Peru to Chile under the night sky
Travelling alongside Andres Adasme, a Chilean born, Peruvian resident you will explore a fascinating cultural link to the night sky found in the ancient stone ruins and petroglyphs scattered throughout the Andes Mountains. The journey will take you to some of the most remote and beautiful corners of the Andes Mountains from the Sacred Valley in Peru to the heart of the Atacama Desert in Chile.
We will arrange a private charter flight from Cusco to San Pedro de Atacama to avoid any unnecessary travelling time and airport connections. From the desert there is the option to explore more of Chile, perhaps contrast fire with snow with a visit to Patagonia or the Lake District. As this is a private journey, we will work with you to deliver the adventure of a lifetime.

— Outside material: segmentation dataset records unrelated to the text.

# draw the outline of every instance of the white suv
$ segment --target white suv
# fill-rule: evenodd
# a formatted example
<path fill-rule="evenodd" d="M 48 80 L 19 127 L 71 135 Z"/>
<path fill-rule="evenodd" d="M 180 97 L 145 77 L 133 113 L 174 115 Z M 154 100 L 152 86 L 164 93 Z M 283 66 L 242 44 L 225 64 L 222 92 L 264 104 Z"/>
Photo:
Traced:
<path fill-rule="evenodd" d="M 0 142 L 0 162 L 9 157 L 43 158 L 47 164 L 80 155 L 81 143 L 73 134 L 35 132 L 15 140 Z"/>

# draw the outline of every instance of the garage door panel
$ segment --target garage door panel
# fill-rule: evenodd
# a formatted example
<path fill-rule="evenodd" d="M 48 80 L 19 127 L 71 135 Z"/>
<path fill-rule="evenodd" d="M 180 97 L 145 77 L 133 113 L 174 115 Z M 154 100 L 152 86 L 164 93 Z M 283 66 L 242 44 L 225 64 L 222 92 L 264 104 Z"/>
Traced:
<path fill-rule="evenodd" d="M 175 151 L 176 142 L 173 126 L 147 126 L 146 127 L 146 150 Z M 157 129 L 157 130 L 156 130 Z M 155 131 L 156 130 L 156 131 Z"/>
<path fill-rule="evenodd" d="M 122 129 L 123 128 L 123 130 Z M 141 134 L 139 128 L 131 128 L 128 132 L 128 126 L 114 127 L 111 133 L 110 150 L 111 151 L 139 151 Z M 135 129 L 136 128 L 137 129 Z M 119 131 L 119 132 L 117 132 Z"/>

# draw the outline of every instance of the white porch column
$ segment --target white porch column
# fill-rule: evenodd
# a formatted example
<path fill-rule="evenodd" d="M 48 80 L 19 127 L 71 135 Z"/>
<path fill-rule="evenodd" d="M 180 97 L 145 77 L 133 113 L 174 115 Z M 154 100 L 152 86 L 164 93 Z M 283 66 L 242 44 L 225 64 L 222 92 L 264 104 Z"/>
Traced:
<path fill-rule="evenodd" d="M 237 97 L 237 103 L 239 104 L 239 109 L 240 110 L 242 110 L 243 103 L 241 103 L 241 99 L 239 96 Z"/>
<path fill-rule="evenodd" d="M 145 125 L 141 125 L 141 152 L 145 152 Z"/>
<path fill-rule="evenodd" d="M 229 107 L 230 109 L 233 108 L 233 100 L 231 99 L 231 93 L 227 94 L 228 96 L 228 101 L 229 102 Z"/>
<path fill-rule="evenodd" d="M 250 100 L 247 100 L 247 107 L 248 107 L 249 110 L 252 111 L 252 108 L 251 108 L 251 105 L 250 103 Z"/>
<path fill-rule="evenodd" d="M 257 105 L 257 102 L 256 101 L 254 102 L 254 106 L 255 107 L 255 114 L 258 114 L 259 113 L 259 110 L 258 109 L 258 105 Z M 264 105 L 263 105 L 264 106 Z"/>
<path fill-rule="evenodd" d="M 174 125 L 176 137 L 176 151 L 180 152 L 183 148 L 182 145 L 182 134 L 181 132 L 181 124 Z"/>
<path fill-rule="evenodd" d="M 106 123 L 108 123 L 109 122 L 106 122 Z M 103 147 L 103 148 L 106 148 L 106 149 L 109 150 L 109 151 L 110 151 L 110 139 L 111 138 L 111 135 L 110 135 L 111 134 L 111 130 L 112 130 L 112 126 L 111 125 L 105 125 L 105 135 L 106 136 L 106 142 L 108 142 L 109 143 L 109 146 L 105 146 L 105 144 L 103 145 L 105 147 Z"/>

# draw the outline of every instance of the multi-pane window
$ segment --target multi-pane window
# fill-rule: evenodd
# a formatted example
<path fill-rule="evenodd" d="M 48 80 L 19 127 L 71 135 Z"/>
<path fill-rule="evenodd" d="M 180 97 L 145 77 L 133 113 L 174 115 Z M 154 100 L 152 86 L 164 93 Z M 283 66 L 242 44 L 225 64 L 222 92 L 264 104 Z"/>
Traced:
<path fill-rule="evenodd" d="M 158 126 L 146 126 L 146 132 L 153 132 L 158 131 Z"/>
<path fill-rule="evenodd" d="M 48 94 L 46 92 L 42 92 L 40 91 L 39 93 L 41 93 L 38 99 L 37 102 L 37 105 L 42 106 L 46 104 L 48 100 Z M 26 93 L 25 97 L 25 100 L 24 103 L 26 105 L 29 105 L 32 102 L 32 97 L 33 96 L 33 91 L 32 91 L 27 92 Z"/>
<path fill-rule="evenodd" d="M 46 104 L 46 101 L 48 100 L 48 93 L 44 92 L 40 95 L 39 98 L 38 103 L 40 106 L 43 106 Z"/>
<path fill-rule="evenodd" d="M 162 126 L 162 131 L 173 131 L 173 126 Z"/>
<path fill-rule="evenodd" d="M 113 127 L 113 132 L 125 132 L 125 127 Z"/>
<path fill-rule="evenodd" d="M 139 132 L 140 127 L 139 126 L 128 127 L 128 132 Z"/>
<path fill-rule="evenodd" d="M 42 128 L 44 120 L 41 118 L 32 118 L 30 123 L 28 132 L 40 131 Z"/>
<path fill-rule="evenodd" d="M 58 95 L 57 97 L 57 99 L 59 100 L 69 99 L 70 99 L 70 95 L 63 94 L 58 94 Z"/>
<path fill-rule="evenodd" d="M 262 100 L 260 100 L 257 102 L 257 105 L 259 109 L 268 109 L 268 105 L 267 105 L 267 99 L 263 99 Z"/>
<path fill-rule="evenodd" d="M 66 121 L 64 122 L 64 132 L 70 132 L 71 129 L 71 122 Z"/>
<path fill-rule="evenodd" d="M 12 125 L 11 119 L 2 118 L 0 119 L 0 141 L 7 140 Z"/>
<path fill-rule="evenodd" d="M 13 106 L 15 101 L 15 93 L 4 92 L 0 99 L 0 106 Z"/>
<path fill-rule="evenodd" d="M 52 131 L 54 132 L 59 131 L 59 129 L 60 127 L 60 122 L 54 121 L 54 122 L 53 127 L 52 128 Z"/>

The journey begins in Cusco, where you will explore the city’s ancient past as well as the beauty of the surrounding landscape peppered with Inca sites such as Sacsayhuaman and Koricancha. Cusco has a wonderful food scene with an excellent selection of restaurants serving world-class Peruvian food. After a couple of nights’ acclimatising to the altitude and exploring the cobbled streets of this buzzy town, you will be ready to begin your journey into the mountains. We usually recommend a five to six night lodge-to-lodge trek to give you the opportunity to access truly remote corners of the Andes.
- Watch the sunrise over the pyramid of Pakaritampu, arguably the most significant Inca structure related to the equinoxes and solstices.
- Visit the Ancasmarca in the Calca region, once the most important grainery and storage site for food and other goods on the Antisuyu Trail from Cusco to the jungle. Learn how the Incas used the stars to enhance their agricultural productivity.
- Participate in a traditional Pachamama ceremony alongside members of the remote Marcacocha community who are personal friends of Andres.
- Explore Machu Picchu and learn why this ‘jewel of the Inca Empire’ is the basis for the Andean people’s profound connection to the cosmos.
The Atacama Desert is known to be one of the best places on earth for stargazing. The dry desert means there is almost always a clear, cloudless sky and very little artificial light. Some of the world’s largest telescopes are also based here and, with enough advance planning, we can give you access to highly professional machinery that will give you a glimpse into the depths of our galaxy.
- Join our indigenous Atacamanian friends at the Alarkapin observatory to learn more about how Andeans use the movement of the Milky Way to determine the right time in the year to sow and harvest crops as well as cultural festivities.
- Visit pre-Columbian petroglyphs some of which date back 1,500 years.
- Explore lunar valleys, some with flamingo-filled lakes and others pierced by geysers shooting volcanic water and steam into the cloudless sky.
To ensure the best level of comfort without losing an ounce of adventure, we have teamed up with our favourite hiking specialists in Peru. At the end of every day a warm and cosy lodge will be waiting to welcome you with extraordinary mountain views and peaceful solitude. Each lodge will be hired for exclusive use so that we can fine-tune every detail of the experience.
In Chile we have chosen Tierra Atacama for its exceptional service and wonderful location. With unbound views of the Licancabur volcano from the gardens and swimming pool, you never lose a sense of place and escape. Situated on the edge of town, the property also has clear views of the star-lit sky and all excursions will be done on a private basis with your own vehicle and guide.
About Andres Adasme
Chilean by birth and Cusco resident for 17 years, Andres began his professional career as a highly skilled architect. His love of design led him to study ancient cultures and how their archaeological sites linked to their astronomical understanding. An explorer and researcher by nature, Andres is most at home hiking in the mountains between secluded archaeological sites and connecting with indigenous people in remote, traditional Andean communities in an effort to understand and preserve for the future our knowledge of a culture that still maintains many of the traditions of their ancestors.